JACKSON, MS (WLBT) - House Bill 512, which would make the sale of pseudoephedrine products illegal without a prescription, made it's way to Senate chambers on Tuesday morning.
The vote was overwhelmingly in support of this legislation where lawmakers say something needs to be done about the methamphetamine problem in Mississippi.
"This is having a huge effect on our population our rural population. And it's not just adults, it's children," said Commissioner on the pseudoephedrine bill in the Senate, Gray Tollison of Oxford.
This vote didn't come without opposition from some members in the Senate, however. Senator Eric Powell proposed an amendment that would place a cap on the amount of money a doctor would receive as a result of consumers having to get a prescription.
"If they get sick in between their doctors visits what are they supposed to do. So what I'm trying to do here is limit the fee that the doctor can charge to get pseudoephedrine," Sen. Powell said.

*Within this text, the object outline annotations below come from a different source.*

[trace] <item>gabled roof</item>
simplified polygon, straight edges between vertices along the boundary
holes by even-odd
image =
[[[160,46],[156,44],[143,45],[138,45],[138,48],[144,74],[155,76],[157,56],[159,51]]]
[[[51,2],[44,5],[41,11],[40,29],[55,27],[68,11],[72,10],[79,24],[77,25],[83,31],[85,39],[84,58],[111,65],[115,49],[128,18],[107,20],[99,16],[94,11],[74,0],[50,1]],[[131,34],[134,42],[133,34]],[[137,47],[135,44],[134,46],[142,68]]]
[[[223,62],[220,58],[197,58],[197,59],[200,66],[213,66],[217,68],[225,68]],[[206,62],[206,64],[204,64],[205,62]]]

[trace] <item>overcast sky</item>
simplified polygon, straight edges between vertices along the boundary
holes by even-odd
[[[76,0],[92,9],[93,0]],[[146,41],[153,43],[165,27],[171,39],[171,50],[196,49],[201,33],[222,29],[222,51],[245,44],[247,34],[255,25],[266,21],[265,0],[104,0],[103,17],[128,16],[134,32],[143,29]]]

In addition, this legislation has sparked controversy with pharmaceutical companies who say Mississippi lawmakers are rushing this bill into a law. They say an electronic tracking method would be a more efficient solution that opting for prescription only to control the pseudoephedrine purchase in the state.
Senator Willie Simmons agrees with this notion, and proposed a bill that would put this measure into action, however, his proposal was shot down.
"I thought we should do a compromise and do an electronic tracking, which will allow the drug to be accessible for those individuals without having to pay for a doctor's visit," Sen. Simmons said.
Meanwhile, Governor Haley Barbour issued a statement on Tues that said:
"I commend the Mississippi Legislature for its swift action to address the methamphetamine problem in this state. I look forward to signing House Bill 512, which will make it more difficult to obtain the ingredients for this drug that tears families apart and harms many of our communities. Meth labs threaten public safety, and I don't think there is any doubt we will see a drop in the number of labs in our state."
If the Governor signs this piece of legislation, it would go into effect starting July 1, 2010. Mississippi would be only one of two states in the nation, other than Oregon, to have this law in effect.